Here the CA would also verify that you are who you claim to be in the CSR by performing challenges mentioned before. We are skipping this part.

Prepare a new template. At this stage, we can also add additional information to the template, such as user info.

template := &x509.Certificate{
    SerialNumber: serialNumber,
    NotBefore:    time.Now(),
    NotAfter:     time.Now().Add(time.Hour),
    KeyUsage:     x509.KeyUsageDigitalSignature,
    ExtKeyUsage:  []x509.ExtKeyUsage{x509.ExtKeyUsageServerAuth, x509.ExtKeyUsageClientAuth},
    Subject:      csr.Subject,
    // SANs
    DNSNames:       csr.DNSNames,
    EmailAddresses: csr.EmailAddresses,
    IPAddresses:    csr.IPAddresses,
    URIs:           csr.URIs,
}

Create the certificate itself. Note that we are using our intermediate CA and its private key to sign the certificate.

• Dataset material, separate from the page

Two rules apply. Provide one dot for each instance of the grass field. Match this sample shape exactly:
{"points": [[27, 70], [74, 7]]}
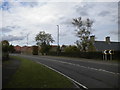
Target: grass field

cert, err := x509.CreateCertificate(rand.Reader, template, intermediateCert, csr.PublicKey, intermediatePrivateKey)
...

See the full example on GitHub.

Now, let’s check what openssl will tell us about the whole chain, from the root certificate to the newly created end-user certificate:

$ openssl verify -show_chain -verbose -x509_strict -CAfile root_ca_certificate.pem -untrusted intermediate_ca_certificate.pem certificate.pem
certificate.pem: OK
Chain:
depth=0: CN=example.com (untrusted)
depth=1: O=Example Intermediate CA (untrusted)
depth=2: O=Example Corp

And that’s it. We have covered the whole path from issuing a self-signed certificate to creating a chain of trust to issue certificates from CSRs.